DL: Where do you think this trend is heading? Will the new GenAI make things worse, or will it help overall cybersecurity?
JB: While there are concerns about the misuse of GenAI, AI tools also offer new methods for stronger cybersecurity defense controls. As technology evolves, we can expect to see AI being adopted for improved threat detection and response capabilities, and ultimately for further automation. I believe the arms race between attackers and defenders will continue, but tools like Microsoft's Security Copilot are promising, not only making defenders' lives easier, but also saving busy security analysts' time. This could also help address skills shortages.
DL: What can governments do to prepare for what happens next?
JB: Governments need to invest in advanced cybersecurity tools as well as training and awareness programs for their staff. The important thing is not to be complacent. Threats never stop evolving, so defenses must evolve with them. As states continue their digital government journey, cybersecurity must also have a seat at the table and ensure they have the resources to build reasonable defenses against the growing number of cyber threats.
DL: How are GenAI tools helping the state of Connecticut defend against new forms of cyberattacks?
JB: The speed and scope of attacks is increasing every day, and defenders must adapt to the changing environment. GenAI tools are already helping by enhancing threat detection capabilities and response times. These expectations make it possible to quickly and efficiently analyze vast amounts of data and identify potential threats that would be difficult or impossible to detect manually. These tools are also much faster than manually examining log files or performing simple searches. In the future, AI capabilities will be a key element in most security products.

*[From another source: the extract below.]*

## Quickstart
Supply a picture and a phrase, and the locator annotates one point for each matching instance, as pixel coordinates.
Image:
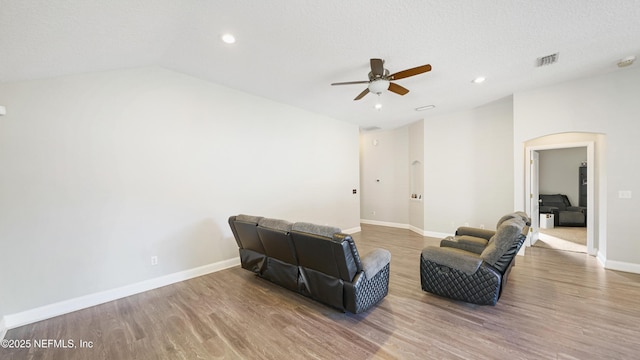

DL: Where can CISOs, security professionals, and other government officials go to learn more about cyberattack trends using GenAI tools? What's the best way to learn about this rapidly changing topic? Or?
JB: This field is changing very rapidly, so we recommend following trusted cybersecurity news sources, attending relevant webinars and conferences, and joining professional cybersecurity forums and discussion groups. To do. The most important thing is to not bury your head in the sand and embrace the possibility and possibility that AI can help on the defensive side of the equation. Ignoring or banning AI tools will not be a winning strategy in the future.
DL: Is there anything else you would like to add?
JB: Strengthening collaboration and information sharing between government agencies and the private sector will be key to our long-term success. By simply discussing tools, processes, and best practices, you can refine your existing strategy and quickly respond to evolving threats. Making a difference will require a combination of tools, information sharing, and stronger defensive tactics.